RobC_CTL on Mon, 26 Feb 2018 17:24:55


Hi Adam

Thanks for the response, I have to admit I gave up trying to get the encrypted disks to expand, I tried the instructions from the link you sent, the issue was the resizepart command couldn't see the extra disk space. Anyway as they were data disks I removed them and re-created them. 

Thanks for the info on visualising the process, one of the VMs is currently encrypting nicely.  The other is reporting that encryption is complete....which I don't believe as both VMs were started at roughly the same time (same size data disks). The one that is still encrypting is at 7% (Premium storage) where the one that it's complete is on standard storage.  The portal is suggesting that the disk is encrypted as you can see (VM1)

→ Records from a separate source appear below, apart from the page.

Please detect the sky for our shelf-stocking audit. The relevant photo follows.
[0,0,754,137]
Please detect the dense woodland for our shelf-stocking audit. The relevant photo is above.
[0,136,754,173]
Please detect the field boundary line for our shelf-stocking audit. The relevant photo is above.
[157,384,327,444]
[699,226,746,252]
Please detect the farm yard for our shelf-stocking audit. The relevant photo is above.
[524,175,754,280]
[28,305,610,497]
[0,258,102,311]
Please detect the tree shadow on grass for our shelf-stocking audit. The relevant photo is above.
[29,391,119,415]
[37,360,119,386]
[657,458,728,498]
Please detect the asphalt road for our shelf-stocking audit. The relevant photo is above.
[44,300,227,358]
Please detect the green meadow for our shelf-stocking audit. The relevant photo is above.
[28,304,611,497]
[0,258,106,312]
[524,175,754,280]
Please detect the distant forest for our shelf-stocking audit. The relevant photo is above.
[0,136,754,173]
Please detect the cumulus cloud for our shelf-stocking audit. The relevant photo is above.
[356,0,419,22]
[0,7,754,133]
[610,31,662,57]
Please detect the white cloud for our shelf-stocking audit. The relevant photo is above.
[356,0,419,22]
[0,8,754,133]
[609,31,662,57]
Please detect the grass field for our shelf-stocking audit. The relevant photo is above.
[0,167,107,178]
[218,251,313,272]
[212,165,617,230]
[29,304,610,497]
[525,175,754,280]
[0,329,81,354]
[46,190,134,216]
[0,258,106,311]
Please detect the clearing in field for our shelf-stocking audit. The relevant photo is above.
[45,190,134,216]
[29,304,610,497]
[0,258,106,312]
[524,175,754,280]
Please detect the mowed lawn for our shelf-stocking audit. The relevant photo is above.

But if I look at the disks on VM1 it says it's not enabled

And just to add to the fun, this is the output of Get-AzureRmVMDiskEncryptionStatus:

Confused! which one is right?

Give me a Windows VM everyday of the week :)


Adam Smith (Azure) on Mon, 26 Feb 2018 18:38:55


Thanks for the detailed answer Rob! This could be related to a known issue that exists and which we are trying to fix, however, the Powershell command should reflect the correct status, meaning the Disks are not encrypted :( . Can you send me your Subscription ID to AzCommunity[AT]microsoft.com, add "ATTN:Adam", the forum post's link, and the name of the affected VMs so I can enable a free support ticket for you? This would enable the escalation team to thoroughly examine it the situation for you. 

Thanks,
Adam 

RobC_CTL on Tue, 27 Feb 2018 16:14:54


Hi Adam

Thanks for the reply, I've tried to email the address provided but looks like it is a restricted group.

Regards

Rob

Adam Smith (Azure) on Tue, 27 Feb 2018 16:29:00


Hi Rob , 

I just replied to your email :)

Adam

RobC_CTL on Tue, 27 Feb 2018 16:34:49


Got it, thanks.

Rob

kcehtrak on Wed, 05 Sep 2018 11:19:05


Is there a fix for this? We are also in the same boat with expanding our encrypted 1TB Data disk to 2TB for testing purposes before we apply the fix on Prod VM's and it doesn't see the extra space. The VM was stopped/de-allocated, data disk expanded to 2TB, VM booted up and disk unmounted, resize part is unable to see the expanded volume as per the instructions listed in the referenced article. Any help will be duly appreciated as there isn't much info about this on msdn or google for that fact. Thanks.